The takeaway? Poor UX can push prospective customers away, and it can drive user behaviour that doesn’t serve your business goals within the future. So investing in strong UX design is an important component of enterprise site development.

 

5) Clear Content Strategy

This list item doesn’t strictly speak to enterprise website design. But we’re throwing it in any way because it can have an enormous impact on your site’s success (and it are often a serious shaper of the customer experience).

Essentially, enterprise content strategy is all about generating a firm vision of what you would like your content to try to do then ensuring that every piece of content on your site supports that vision. Your strategy should apply across the board—not just to blog posts and e-books, but also to articles, white papers, case studies, and explainer videos.

Giving some deep thought to your content strategy—and then removing any content that doesn’t fit that strategy—is an efficient way to streamline and simplify your site for better usability. Does one need thousands of blog posts, when only a couple of them are becoming page views and boosting your SEO? Is that long and wandering ‘About Us’ page really essential? Do your long product videos add value, or do they compromise the user experience? Is any of your content adding needless complexity to the structure of your site?

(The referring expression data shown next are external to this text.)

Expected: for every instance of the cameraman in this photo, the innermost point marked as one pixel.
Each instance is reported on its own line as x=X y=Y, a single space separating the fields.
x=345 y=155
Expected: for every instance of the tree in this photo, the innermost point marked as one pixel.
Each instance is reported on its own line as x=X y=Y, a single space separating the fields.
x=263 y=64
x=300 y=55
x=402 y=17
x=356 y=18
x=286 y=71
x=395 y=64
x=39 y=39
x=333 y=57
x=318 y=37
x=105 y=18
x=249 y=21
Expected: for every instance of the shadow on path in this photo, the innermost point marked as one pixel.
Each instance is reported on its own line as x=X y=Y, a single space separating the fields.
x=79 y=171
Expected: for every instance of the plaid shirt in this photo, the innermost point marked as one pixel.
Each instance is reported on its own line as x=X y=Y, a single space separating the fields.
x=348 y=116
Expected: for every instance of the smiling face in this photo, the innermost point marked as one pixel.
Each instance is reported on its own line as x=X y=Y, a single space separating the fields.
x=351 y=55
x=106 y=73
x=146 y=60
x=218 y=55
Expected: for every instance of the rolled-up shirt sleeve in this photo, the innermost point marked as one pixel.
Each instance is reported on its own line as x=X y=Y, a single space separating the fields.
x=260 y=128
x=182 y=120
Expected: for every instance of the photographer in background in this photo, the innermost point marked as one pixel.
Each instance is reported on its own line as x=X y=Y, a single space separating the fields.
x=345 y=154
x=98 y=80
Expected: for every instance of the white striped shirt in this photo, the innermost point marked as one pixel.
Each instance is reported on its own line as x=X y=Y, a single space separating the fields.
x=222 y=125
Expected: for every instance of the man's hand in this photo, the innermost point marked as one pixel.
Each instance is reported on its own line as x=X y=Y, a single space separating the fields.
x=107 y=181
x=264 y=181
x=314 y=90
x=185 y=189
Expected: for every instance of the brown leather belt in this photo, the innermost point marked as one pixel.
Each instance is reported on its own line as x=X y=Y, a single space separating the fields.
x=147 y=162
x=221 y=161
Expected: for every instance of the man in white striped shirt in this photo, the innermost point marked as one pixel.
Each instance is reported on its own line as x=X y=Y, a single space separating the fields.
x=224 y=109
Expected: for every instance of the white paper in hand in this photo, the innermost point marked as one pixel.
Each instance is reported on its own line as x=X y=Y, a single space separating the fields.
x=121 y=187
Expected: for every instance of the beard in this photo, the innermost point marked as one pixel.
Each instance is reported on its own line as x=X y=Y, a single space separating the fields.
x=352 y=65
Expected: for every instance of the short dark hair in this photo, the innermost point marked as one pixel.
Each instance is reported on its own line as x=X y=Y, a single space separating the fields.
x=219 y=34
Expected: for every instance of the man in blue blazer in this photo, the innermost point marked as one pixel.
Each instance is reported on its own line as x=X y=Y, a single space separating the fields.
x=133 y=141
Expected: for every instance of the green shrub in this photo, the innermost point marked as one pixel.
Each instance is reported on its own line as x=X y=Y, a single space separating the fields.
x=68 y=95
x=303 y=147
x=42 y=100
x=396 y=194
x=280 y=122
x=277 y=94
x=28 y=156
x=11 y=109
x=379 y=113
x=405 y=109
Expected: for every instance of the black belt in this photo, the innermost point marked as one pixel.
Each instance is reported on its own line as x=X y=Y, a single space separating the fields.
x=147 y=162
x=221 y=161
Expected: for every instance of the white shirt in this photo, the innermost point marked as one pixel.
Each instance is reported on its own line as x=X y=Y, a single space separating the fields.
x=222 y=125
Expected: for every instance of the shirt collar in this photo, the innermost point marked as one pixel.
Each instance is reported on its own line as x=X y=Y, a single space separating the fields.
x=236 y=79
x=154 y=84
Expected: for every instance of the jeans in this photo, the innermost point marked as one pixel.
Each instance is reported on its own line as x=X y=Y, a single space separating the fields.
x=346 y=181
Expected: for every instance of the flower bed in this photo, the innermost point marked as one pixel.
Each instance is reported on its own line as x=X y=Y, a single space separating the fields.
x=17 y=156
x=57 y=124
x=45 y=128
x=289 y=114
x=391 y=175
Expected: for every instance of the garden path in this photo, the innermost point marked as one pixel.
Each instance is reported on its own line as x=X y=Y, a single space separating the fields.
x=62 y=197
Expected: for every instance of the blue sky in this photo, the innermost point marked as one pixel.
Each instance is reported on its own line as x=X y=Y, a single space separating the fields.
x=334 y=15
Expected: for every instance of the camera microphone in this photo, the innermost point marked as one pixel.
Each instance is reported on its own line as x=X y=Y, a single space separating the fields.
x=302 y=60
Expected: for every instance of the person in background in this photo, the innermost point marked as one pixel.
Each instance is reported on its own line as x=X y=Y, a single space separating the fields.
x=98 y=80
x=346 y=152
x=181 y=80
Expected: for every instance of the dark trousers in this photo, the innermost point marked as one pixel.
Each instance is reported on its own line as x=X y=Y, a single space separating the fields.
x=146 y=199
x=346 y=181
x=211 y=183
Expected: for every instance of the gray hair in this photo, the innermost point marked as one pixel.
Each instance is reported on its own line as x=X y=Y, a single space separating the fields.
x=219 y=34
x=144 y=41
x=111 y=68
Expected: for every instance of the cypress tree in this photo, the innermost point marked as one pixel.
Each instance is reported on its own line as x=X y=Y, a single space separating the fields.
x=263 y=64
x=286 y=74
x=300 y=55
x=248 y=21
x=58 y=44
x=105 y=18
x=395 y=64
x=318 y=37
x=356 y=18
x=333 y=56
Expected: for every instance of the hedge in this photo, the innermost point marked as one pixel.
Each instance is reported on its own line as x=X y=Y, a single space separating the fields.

Your big goal should be to publish valuable thought-leadership content (like white papers, blog posts, and ebooks) that attract users to your site and keeps them there. Not only does this boost your search ranking and supply actual value to users—but it’ll also increase the likelihood that site visitors become customers.

 

6) Modern Design

When it involves enterprise site design, looks aren’t everything. As this list shows, things like designing for conversions, mobile compatibility, navigability, and UX should be a top priority.

But the visual experience does count for something—specifically, site credibility. Researchers have recently found that 75% of site credibility comes from the visual experience.

Users became familiar with websites having a specific look and feel that conforms to modern design standards—so any site that deviates from these standards feels less trustworthy and credible to users. And a less credible site will naturally drive fewer conversions.

This doesn’t mean you’ve got to mount every web design trend that comes along. But a successful enterprise site will adopt some basic modern design standards. Think strong typography, contemporary images and videos, and clean page layouts.

 

7) Testing Opportunities

Designing a successful enterprise site goes beyond the front-end experience. It also involves extensive testing, tracking metrics and site performance, and using all that data to tweak your site in ways in which to approach conversions.

So when you’re designing your enterprise site, it’s important to offer some thought to the testing tools that you’ll use (and to form an idea for a way you’ll actually use them.)

There are plenty of options out there, from tools that measure simple page views and clicks, to more sophisticated tools which will tell you which of them push notifications are driving user behaviour, and why. When you’re deciding which tools to use, attempt to believe your unique business objectives and find a tool that you simply can tailor to serve those. .

 

Wrap Up

Enterprise websites play a central role in business success. They’re one among the primary interactions that prospective customers have with a corporation , they will generate valuable leads, and when they’re done well, they will deliver real value to users.

In this post, we’ve covered 7 of the key elements that enter designing a successful enterprise site that delivers on all of these fronts. While there’s no one-size-fits-all template that an enterprise site should follow, this list may be a good start line for any enterprise site design project.